The most simple guide to Database Partitioning

The most simple guide to Database Partitioning

Introduction

I assume you've read my post on Replication or at least know what it is.

In this post, I'm rewriting chapter 6 of Designing Data-Intensive Applications.

I struggled to understand the ins and outs of database partitioning, I hope you find this easy to understand.

What is Database Partitioning?

Database Partitioning is when you split the data inside the database into smaller "databases". One partition holds a part of your data. All partitions together form the entire database.

Partitioning is often used with replication, which means each partition's data is copied onto multiple nodes. This way, even though each record is in only one partition, it can be stored on different nodes for fault tolerance. A node may hold more than one partition.

When using a leader-follower replication model, the mix of partitioning and replication might look like this:

Every partition has a leader on one node and followers on other nodes. Each node can be the leader for some partitions and a follower for others.

Why do we need Database Partitioning?

You've implemented replication, and it's improved data availability and read performance. However, when the amount of data grows and the number of transactions increases, you might see:

  1. Limited Write Scalability: Replication doesn't usually help with write scalability. As every write still hits the same database before being replicated, this can become a bottleneck.

  2. Massive Single-Point Datasets: With replication, the whole dataset is copied to different places, but handling this large dataset all together can be tricky.

  3. Inefficient Resource Usage: Replication doesn't necessarily optimize the use of server resources. Some servers might be idle, while others are pushed to their limits.

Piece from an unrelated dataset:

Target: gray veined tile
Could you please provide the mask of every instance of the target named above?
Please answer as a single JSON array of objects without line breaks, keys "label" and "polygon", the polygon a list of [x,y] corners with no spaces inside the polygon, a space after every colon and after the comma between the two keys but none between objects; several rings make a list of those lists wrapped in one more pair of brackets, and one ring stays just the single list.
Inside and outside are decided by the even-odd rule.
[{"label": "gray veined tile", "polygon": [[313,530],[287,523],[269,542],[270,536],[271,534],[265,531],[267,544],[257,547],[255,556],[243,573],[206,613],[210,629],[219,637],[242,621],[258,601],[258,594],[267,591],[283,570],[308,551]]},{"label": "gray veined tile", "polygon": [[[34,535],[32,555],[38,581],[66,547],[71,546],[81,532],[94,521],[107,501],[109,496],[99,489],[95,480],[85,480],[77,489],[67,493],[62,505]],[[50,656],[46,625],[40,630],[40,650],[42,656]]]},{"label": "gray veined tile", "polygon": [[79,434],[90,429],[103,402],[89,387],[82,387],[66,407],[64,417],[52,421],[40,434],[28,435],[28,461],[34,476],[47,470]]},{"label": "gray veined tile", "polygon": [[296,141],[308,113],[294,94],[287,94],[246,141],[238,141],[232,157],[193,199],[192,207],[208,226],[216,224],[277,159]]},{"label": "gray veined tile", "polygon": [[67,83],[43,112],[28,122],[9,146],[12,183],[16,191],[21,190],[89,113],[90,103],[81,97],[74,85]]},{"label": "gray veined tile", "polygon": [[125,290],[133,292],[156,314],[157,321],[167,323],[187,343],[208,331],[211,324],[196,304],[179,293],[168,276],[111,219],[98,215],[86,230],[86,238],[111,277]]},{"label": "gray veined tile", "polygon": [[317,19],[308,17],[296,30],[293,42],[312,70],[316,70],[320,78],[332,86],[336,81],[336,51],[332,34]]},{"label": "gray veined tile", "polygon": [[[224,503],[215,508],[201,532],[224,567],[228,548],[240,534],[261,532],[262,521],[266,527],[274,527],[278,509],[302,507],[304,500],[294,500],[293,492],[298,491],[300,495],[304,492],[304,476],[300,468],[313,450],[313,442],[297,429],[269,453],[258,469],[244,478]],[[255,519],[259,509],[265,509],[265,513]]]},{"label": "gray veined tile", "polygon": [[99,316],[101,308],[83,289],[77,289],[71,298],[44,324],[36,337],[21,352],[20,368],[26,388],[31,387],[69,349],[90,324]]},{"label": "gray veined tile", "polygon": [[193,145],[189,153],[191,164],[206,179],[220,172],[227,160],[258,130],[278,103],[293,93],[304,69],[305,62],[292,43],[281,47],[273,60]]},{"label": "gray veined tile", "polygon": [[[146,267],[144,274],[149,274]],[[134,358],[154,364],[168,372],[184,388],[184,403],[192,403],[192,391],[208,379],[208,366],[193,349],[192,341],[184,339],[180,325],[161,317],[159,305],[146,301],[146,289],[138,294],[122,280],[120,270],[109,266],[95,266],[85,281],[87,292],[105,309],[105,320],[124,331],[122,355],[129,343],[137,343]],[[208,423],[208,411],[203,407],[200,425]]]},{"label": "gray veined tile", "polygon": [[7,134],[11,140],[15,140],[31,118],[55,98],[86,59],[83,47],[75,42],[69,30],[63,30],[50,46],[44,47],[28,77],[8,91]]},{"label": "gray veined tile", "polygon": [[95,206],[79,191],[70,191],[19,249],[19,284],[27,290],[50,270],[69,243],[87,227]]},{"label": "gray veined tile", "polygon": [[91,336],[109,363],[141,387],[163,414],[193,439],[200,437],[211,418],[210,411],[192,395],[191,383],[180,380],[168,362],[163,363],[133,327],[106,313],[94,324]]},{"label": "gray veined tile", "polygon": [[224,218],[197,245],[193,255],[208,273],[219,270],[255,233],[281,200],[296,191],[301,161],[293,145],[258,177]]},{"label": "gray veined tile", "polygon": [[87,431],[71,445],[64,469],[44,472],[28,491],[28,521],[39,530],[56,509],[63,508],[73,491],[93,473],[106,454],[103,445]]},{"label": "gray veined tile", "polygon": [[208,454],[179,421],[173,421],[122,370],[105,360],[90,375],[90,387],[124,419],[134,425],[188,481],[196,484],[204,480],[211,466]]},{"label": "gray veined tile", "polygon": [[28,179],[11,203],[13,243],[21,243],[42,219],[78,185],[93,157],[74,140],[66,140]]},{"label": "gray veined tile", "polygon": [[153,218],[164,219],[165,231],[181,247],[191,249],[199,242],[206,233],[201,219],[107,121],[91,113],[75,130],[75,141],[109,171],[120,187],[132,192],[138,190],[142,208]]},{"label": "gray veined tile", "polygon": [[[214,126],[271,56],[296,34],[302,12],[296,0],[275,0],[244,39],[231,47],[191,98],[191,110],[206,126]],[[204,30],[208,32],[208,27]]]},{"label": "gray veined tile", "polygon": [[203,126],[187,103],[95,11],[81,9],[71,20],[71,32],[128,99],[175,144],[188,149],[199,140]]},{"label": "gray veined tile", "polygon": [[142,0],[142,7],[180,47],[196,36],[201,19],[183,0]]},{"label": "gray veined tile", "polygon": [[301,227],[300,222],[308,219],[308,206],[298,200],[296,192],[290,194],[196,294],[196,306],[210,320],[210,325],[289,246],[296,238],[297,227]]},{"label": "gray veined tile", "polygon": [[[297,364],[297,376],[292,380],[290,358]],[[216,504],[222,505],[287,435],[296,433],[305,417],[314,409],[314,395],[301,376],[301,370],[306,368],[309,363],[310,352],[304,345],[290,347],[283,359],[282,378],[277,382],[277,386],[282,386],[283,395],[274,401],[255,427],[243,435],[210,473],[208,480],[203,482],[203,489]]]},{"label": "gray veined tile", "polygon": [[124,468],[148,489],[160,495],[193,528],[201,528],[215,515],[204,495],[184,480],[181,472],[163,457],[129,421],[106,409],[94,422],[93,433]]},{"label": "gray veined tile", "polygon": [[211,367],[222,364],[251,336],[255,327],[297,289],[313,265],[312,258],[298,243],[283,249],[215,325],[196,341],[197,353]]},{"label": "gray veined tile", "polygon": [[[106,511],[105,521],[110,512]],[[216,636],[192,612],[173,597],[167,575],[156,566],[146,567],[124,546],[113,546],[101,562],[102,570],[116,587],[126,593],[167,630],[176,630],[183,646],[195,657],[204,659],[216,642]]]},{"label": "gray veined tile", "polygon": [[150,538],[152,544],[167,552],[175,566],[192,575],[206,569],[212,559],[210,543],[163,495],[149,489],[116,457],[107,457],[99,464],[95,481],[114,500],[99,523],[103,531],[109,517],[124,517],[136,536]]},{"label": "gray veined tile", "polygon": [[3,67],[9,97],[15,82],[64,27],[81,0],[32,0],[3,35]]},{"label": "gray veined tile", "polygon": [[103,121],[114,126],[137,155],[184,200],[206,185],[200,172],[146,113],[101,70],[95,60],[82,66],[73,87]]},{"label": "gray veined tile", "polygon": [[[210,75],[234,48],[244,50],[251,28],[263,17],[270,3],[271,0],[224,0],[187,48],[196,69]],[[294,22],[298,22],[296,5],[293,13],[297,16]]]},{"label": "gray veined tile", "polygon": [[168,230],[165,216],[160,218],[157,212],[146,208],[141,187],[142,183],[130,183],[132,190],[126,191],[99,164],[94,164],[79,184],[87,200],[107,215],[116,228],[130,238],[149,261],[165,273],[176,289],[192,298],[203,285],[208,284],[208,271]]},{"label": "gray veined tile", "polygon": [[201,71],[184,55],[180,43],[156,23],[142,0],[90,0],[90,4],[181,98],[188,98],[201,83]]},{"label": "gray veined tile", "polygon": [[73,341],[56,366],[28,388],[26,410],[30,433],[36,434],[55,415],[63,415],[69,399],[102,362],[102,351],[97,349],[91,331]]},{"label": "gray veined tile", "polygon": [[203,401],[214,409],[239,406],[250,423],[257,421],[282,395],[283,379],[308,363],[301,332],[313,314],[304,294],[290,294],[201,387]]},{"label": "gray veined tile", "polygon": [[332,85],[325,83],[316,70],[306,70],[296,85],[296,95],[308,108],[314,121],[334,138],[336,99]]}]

Partitioning directly addresses these areas where replication falls short:

  • Distributed Writes: Partitioning enables distributing writes across different servers, each handling only a portion of the data. This way, no single server becomes a bottleneck.

  • Smaller Datasets: Each partition is a smaller, more manageable chunk of the entire dataset, making it easier to perform maintenance operations like backups and indexing.

  • Resource Optimization: By dividing the database, each server can be utilized more efficiently, leading to a balanced workload distribution.

How is partitioning done?

We have to be careful

When partitioning data, there are several strategies we can take. Each have their pros and cons. Our aim with partitioning is to evenly distribute data and query load among nodes. Before we dive into the strategies, let's talk about two fundamental terms: Skew and Hotspot.

  • Skew: When partitioning isn't equal and some parts have more data or queries than others, we call it skewed.

  • Hotspot: A partition that has a much higher load than others is called a hotspot.

To avoid hot spots, data can be placed randomly on nodes, distributing data evenly. However, this makes locating a specific item difficult, as all nodes must be searched simultaneously.

Partitioning by Key Range

In key-range partitioning, the database is divided based on set ranges of keys. For example, imagine partition 1 holds all customer IDs from 1 to 1000, and partition 2 holds IDs from 1001 to 2000.

This method makes it easy to find data because you know which partition holds which IDs. However, some partitions might end up with more data if certain ID ranges have more customers.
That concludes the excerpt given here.